CRANSTONAnd so they got a guy named Fred Talikson (sp?) who was a choreographer and a wonderful skater, and he taught me every day for two weeks, every single day after work for two weeks, a couple hours a day, and I would just -- even after he left I would practice more and more and more. I had pads everywhere because I fell down all the time. But it was a great experience, and it turned out to be really, really cool.

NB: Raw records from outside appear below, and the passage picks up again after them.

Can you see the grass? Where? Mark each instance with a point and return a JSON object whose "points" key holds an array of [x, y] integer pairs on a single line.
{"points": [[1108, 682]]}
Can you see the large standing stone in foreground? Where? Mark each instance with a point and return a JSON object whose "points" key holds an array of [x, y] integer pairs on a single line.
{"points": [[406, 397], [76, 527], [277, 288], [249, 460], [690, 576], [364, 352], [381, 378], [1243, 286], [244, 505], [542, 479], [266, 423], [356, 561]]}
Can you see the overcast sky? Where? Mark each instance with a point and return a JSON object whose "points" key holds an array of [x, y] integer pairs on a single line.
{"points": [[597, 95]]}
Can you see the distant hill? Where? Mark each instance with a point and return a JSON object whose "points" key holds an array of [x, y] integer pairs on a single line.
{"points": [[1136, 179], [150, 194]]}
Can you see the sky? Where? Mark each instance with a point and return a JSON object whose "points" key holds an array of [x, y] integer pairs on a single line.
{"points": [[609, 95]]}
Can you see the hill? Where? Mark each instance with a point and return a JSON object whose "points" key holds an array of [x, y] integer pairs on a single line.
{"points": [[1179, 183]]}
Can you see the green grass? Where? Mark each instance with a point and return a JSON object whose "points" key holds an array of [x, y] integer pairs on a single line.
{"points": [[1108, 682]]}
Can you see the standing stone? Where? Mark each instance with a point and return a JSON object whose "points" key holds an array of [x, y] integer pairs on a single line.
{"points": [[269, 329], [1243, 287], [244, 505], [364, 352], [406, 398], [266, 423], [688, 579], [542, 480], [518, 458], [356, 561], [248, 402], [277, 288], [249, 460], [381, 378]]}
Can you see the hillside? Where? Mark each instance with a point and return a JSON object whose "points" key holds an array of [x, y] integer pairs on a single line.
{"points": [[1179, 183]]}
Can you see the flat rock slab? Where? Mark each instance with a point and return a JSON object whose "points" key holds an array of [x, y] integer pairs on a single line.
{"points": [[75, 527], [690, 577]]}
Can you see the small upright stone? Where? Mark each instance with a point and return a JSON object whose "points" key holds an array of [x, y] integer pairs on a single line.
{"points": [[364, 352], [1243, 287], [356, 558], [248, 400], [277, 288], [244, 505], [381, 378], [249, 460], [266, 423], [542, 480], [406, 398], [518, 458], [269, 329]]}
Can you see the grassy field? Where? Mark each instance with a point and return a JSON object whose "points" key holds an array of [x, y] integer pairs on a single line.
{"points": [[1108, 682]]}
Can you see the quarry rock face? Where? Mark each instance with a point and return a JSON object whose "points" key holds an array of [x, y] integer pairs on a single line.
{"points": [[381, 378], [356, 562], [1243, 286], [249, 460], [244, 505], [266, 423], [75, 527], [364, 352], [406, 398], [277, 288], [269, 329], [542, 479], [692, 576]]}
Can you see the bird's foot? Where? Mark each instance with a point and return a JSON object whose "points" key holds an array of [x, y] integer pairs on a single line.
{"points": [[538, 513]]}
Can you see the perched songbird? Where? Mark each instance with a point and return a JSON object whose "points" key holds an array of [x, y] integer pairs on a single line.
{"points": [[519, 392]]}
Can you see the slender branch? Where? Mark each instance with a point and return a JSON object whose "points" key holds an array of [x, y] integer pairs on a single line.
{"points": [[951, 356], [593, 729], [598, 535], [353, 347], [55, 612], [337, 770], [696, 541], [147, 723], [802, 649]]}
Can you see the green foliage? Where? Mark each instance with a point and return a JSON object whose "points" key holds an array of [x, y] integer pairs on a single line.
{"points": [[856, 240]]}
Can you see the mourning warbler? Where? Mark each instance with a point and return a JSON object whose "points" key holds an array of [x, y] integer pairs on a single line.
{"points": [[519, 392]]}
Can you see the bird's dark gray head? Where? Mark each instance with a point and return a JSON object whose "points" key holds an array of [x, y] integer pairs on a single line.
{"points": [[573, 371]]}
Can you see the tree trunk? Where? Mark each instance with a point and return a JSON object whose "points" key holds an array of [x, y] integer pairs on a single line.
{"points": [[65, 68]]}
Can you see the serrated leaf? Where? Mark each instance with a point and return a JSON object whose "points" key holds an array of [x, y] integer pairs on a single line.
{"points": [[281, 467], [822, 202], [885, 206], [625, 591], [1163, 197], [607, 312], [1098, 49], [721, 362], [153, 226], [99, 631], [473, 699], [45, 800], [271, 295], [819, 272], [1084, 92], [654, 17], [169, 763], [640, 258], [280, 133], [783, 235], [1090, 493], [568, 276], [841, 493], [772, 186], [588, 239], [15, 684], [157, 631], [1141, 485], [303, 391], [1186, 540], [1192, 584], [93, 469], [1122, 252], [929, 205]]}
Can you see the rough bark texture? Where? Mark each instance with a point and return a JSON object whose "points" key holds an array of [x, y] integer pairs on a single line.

CRANSTONAnd that's the great thing about being an actor is that we get to dip in and try our hand at a multitude of different professions and just a wide range of possibilities.
REHMBryan, you know, you started this conversation by talking about how poor you were, how your after -- after your father left you and your brother both certainly had to go to work to ensure that the family had enough money to pay the rent, to eat and the like. Saying that you were poor and how poor you were makes me wonder whether had another kind of opportunity been presented to you, one that not as extreme as that in "Breaking Bad" but one that would have allowed you to make a lot of money, do you think you could have gone that way?
CRANSTONNo, I don't think that was part of my makeup. I mean, it was a challenging childhood, but -- and my parents -- you know, I look back on that now, and I feel sadness for a lot of wasted life, but they were not bad people. They just were broken in some aspect and hurting, depressed. There was abandonment, and there was alcoholism that really just -- just pulled the fabric of my childhood away and just frayed.
CRANSTONAnd it was what it was. You know, children, we don't have anything to relate it to.
REHMRight.
CRANSTONSo it just happened that way, and I just needed to deal with the cards that were dealt to me and do the best I can. And I think, you know, there's a chapter in the book about my family calling me Sneaky Pete, and I think it was a coping mechanism, it was a survival mechanism to be able to get along in life. And fortunately that sneakiness changed right when I realized I wanted to become an actor.
REHMBryan Cranston, his new book, titled "A Life In Parts." Bryan, next time I hope you're here in the studio so I can give you a big hug. Thanks for being here.
CRANSTONThank you so much, Diane, I'm a big fan, as well, and I appreciate the opportunity.
REHMThank you, and thanks, all, for listening. I'm Diane Rehm.